The data was chosen as KDD99. It contains data of approximately 4,000,000 connections, each of which has 41 attributes. It's worth saying that the data set itself was very bad. First, it is very outdated. Secondly, the data is not balanced and contains a large number of duplicates. At the moment, companies that develop data sets are not available for public access.
A connection is a sequence of TCP packets starting and ending at some well defined times, between which data flows to and from a source IP address to a target IP address under some well defined protocol. Each connection is labeled as either normal, or as an attack, with exactly one specific attack type. Each connection record consists of about 100 bytes.
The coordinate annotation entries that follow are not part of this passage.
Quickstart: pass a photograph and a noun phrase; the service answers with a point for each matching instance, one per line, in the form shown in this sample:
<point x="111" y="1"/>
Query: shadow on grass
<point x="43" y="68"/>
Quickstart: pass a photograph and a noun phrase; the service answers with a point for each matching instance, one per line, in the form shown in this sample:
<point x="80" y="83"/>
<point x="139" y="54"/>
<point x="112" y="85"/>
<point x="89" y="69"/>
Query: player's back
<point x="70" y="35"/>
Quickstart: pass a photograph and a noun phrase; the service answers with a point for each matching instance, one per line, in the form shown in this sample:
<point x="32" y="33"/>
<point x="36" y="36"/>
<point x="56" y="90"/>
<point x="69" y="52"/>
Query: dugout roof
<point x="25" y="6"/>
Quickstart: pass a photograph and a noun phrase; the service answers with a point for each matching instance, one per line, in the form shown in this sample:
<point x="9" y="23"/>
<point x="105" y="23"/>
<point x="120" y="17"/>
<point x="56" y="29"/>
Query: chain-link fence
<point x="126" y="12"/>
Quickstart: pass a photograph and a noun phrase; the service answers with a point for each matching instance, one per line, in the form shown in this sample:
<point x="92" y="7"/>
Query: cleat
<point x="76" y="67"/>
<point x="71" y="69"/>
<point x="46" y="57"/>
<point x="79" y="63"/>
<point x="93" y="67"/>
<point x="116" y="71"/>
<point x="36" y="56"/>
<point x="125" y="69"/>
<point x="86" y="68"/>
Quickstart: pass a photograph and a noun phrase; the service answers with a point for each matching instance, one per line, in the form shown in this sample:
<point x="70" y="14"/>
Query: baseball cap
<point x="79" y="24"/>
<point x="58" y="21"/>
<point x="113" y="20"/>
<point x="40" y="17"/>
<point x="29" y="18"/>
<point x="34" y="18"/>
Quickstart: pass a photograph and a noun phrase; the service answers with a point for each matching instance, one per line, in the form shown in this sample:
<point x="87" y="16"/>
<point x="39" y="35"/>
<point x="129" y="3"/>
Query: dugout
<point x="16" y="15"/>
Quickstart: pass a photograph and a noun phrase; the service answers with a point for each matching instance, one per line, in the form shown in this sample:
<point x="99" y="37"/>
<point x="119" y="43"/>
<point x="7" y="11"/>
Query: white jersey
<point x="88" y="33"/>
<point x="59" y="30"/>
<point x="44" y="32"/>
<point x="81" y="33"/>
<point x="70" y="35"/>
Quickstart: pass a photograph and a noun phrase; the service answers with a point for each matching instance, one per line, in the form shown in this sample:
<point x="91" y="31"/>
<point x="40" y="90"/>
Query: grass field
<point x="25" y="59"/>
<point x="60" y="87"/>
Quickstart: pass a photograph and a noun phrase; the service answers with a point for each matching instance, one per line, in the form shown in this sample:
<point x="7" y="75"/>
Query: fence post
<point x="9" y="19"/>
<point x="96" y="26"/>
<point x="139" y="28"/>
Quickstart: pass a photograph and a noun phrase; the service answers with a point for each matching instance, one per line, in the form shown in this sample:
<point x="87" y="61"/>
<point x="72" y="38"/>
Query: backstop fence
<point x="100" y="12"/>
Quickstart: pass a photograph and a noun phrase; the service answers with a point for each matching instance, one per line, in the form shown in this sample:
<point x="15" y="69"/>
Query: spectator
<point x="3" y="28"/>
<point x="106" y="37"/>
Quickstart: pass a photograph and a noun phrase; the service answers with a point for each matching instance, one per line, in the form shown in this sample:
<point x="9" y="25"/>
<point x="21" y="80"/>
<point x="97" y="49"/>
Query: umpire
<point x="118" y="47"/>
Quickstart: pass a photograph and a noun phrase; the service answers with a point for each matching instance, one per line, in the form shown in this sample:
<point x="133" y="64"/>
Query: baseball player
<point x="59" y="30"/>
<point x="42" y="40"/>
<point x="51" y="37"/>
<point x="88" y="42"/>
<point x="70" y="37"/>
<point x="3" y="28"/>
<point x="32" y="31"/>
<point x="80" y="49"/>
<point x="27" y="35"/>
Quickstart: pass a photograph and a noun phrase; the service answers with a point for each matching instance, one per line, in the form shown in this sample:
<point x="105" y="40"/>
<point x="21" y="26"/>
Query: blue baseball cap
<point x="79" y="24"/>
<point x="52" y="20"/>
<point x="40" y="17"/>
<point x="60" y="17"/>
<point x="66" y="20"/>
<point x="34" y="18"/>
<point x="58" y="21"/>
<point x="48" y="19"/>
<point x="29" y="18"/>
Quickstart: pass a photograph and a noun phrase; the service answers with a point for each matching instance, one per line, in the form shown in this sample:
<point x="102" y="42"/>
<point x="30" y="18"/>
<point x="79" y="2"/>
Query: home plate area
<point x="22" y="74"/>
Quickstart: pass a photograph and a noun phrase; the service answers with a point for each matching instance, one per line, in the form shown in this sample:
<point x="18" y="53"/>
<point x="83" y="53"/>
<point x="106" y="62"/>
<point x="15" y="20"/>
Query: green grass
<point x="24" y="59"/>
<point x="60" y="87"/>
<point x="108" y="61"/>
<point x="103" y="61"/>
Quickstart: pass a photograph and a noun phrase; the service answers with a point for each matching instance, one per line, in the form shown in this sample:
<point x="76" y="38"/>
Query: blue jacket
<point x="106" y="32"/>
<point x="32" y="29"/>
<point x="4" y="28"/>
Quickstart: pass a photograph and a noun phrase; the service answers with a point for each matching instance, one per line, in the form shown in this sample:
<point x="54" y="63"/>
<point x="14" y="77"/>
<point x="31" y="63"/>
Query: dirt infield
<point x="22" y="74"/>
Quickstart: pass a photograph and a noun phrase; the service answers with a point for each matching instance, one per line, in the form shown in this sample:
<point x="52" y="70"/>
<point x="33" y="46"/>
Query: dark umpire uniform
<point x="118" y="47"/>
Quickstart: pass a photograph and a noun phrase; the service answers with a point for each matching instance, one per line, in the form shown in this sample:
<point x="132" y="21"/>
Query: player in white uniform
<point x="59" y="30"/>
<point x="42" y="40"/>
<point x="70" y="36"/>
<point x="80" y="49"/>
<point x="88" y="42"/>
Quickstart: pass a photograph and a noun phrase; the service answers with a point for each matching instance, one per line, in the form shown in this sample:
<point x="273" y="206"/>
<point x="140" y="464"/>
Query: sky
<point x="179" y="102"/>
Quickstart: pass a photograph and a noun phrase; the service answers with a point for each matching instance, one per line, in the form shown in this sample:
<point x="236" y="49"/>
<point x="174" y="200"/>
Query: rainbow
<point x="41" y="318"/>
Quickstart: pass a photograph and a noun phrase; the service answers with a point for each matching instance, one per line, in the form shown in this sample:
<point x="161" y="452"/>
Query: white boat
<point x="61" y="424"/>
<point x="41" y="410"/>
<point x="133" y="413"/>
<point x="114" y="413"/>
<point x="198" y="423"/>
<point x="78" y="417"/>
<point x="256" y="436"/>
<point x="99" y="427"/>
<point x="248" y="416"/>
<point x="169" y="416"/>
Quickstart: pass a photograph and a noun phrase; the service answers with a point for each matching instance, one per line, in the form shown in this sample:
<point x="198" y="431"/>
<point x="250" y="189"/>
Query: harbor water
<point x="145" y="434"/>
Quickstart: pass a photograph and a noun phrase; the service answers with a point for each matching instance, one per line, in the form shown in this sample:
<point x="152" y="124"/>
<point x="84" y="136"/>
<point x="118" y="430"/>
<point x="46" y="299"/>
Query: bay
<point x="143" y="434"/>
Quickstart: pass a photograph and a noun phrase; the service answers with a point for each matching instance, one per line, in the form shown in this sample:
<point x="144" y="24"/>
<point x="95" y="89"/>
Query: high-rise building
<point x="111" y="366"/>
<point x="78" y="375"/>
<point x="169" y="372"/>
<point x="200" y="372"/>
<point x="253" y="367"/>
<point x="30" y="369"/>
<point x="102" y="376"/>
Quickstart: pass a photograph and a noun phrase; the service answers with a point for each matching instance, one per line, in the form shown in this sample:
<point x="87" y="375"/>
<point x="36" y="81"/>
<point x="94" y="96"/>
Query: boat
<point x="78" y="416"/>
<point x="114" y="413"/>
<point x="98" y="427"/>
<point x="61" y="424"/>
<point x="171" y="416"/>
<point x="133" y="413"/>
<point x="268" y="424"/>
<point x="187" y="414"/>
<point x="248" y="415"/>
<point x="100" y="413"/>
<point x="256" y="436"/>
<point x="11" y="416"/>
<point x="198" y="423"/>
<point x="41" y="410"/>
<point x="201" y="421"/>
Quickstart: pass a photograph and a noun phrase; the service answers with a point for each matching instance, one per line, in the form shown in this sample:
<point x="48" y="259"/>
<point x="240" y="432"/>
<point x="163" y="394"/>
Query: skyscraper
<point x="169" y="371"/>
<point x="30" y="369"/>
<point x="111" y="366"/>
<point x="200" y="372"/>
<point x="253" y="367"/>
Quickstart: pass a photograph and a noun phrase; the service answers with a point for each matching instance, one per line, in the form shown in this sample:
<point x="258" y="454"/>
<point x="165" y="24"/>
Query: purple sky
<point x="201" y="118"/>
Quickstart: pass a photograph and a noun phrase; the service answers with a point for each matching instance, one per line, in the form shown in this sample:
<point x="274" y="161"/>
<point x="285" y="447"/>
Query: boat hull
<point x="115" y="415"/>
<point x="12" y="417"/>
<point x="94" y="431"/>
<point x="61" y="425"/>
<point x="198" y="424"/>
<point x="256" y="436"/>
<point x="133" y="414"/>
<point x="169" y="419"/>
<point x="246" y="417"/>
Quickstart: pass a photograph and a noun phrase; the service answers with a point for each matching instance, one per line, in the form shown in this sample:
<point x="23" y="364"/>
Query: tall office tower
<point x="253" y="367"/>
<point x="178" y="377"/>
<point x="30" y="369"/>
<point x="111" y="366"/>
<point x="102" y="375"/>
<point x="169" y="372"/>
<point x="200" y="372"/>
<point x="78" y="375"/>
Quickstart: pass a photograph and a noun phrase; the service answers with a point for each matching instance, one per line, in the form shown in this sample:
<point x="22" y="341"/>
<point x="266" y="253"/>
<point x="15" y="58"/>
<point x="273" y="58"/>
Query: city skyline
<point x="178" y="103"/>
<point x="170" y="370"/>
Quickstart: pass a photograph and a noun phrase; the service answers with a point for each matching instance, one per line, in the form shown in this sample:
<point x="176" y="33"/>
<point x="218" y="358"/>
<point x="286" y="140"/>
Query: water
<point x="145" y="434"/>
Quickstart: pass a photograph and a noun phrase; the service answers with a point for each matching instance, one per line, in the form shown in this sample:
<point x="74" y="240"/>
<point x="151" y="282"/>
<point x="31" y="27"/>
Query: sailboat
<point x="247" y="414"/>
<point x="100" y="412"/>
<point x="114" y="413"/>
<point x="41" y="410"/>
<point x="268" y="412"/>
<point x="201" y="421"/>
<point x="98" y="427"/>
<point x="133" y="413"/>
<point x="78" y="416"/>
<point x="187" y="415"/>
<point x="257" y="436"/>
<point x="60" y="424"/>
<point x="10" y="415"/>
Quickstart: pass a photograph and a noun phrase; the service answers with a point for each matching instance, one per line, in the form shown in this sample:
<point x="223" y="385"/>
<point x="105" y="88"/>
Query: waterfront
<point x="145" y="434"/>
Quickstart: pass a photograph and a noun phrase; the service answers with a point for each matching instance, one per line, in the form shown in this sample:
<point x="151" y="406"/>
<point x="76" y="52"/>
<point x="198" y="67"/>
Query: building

Attacks fall into four main categories:
- DOS: denial-of-service, e.g. syn flood;
- R2L: unauthorized access from a remote machine, e.g. guessing password;
- U2R: unauthorized access to local superuser (root) privileges, e.g., various ''buffer overflow'' attacks;
- probing: surveillance and other probing, e.g., port scanning.
In addition, there are also normal connections.
The complete task description could be found here.
As a metrics of classification score was selected F1-score. In order to take account influence of False positive examples.
We repeated the results of the studies presented in previous years and add some new approaches.
Algorithm | F1-macro |
---|---|
Naive Bayes | 0.3781 |
SVM | 0.6754 |
Neural Network | 0.6835 |
KNN | 0.7047 |
Random Forest | 0.7832 |
Xgboost | 0.7904 |
Catboost | 0.8938 |
This task in inspired by KDD CUP 1999 competition.